Based on a true story, THE BEST OF ENEMIES centers on the unlikely relationship between Ann Atwater (Henson), an outspoken civil rights activist, and C.P. Ellis (Rockwell), a local Ku Klux Klan leader who reluctantly co-chaired a community summit, battling over the desegregation of schools in Durham, North Carolina during the racially-charged summer of 1971. The incredible events that unfolded would change Durham and the lives of Atwater and Ellis forever.
In 1971, Ann Atwater and C.P. Ellis were well-known residents of Durham, North Carolina, but certainly not a pair you’d expect to see together.
Ann Atwater (TARAJI P. HENSON), 32, was a single mother, raising her daughters in East Durham. Brazen slumlords, firetrap schools and do-nothing local officials were daily facts of life, but Ann fought back as a grass roots activist at Operation Breakthrough. Roughhouse Annie, as some called her, was a blessing to her neighbors, and a threat to her foes.
C.P. Ellis (SAM ROCKWELL), age 44, eked out a living at a tiny East Durham gas station. He owned the place, but in Durham he’d always be a “linthead” – poor white trash – just like his millhand dad, and his own four kids. C.P. joined the KKK because he wanted to belong. They listened when C.P. spoke, and by 1971, he’d become their voice as Durham’s Exalted Cyclops of the Ku Klux Klan.
The idea of Ann and C.P. ever exchanging a civil word was close to unthinkable. But in writerdirector ROBIN BISSELL’s THE BEST OF ENEMIES, a dramatic feature film inspired by true events, these two bitter rivals are forced to start talking to resolve a crisis in their dangerously divided city.

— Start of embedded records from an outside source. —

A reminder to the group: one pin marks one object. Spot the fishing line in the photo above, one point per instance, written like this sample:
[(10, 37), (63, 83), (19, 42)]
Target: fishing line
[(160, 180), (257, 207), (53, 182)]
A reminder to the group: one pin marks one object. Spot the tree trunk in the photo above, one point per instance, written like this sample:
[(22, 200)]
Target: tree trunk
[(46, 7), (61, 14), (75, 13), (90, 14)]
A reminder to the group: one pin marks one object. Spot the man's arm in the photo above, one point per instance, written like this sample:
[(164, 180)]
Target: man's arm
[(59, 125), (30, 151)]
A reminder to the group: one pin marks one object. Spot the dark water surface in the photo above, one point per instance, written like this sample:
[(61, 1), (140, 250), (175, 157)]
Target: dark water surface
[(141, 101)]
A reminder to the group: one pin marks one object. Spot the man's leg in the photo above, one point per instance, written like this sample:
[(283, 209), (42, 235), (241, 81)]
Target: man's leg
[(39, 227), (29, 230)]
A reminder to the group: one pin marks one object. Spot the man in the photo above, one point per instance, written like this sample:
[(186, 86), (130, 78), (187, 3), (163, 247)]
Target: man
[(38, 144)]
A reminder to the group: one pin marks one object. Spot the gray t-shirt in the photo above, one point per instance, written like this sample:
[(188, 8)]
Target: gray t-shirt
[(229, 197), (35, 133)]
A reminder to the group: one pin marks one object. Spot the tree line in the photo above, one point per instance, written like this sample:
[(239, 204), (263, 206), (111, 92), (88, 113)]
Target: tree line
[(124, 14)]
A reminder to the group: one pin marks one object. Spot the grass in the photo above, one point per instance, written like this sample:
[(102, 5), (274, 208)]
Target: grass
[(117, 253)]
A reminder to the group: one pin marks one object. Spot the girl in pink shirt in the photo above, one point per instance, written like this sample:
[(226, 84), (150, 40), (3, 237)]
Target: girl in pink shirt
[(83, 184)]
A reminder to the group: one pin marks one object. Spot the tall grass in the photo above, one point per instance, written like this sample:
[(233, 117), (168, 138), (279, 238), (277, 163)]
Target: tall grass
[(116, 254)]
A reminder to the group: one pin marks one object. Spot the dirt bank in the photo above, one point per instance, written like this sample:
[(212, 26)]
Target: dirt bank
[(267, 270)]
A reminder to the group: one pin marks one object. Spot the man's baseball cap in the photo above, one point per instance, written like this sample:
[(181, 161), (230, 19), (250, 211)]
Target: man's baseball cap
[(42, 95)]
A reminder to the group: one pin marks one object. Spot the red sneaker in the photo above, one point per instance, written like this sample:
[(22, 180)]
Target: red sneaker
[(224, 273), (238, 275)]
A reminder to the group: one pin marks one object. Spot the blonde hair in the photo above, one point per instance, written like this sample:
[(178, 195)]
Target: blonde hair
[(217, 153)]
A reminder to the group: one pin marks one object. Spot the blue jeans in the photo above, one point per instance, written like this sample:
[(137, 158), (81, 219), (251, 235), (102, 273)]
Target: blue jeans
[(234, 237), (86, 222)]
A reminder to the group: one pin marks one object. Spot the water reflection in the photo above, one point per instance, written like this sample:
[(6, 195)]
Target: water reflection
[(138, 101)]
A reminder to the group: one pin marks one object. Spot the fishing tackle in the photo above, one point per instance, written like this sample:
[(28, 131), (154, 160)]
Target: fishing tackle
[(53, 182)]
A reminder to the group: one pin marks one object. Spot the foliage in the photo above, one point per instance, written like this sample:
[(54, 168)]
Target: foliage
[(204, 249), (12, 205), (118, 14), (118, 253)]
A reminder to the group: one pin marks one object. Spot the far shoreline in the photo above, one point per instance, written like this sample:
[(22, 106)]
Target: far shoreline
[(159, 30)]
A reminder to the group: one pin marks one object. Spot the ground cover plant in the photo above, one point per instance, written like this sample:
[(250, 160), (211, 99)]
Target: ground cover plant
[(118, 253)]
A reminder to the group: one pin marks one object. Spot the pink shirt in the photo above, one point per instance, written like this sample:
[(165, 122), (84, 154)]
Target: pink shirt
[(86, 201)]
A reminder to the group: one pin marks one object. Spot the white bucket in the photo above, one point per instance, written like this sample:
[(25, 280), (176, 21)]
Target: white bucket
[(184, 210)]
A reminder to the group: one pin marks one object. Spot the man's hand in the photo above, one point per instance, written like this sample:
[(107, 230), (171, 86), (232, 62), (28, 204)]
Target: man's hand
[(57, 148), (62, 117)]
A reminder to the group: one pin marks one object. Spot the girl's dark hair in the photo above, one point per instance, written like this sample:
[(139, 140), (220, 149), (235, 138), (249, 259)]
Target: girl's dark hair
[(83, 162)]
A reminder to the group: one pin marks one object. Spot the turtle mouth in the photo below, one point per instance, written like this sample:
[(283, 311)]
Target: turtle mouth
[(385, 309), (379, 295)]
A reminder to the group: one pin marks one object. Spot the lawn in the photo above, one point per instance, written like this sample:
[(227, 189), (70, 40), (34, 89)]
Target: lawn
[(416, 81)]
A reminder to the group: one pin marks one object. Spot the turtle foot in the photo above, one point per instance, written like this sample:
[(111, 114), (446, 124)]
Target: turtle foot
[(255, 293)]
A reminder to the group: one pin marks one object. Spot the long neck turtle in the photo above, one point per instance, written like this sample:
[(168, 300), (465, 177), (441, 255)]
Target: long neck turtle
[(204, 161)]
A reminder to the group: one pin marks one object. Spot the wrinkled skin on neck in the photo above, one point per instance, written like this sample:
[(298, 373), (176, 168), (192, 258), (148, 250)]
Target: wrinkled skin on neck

Despite the Supreme Court’s landmark Brown v. Board of Education ruling in 1954, Durham’s public schools were still segregated in 1971, and when fire struck a black neighborhood school, the city decided those students would have to finish the year at the damaged building. Better that, they said, than over-crowding the kids at the white school. With elections coming up, Councilman Carvie Oldham (BRUCE McGILL) and Garland Keith (NICK SEARCY) of the White Citizens Council were not about to rock the boat. But that boat completely changed course when Bill Riddick (BABOU CEESAY) was brought on board to resolve Durham’s escalating crisis with a charrette.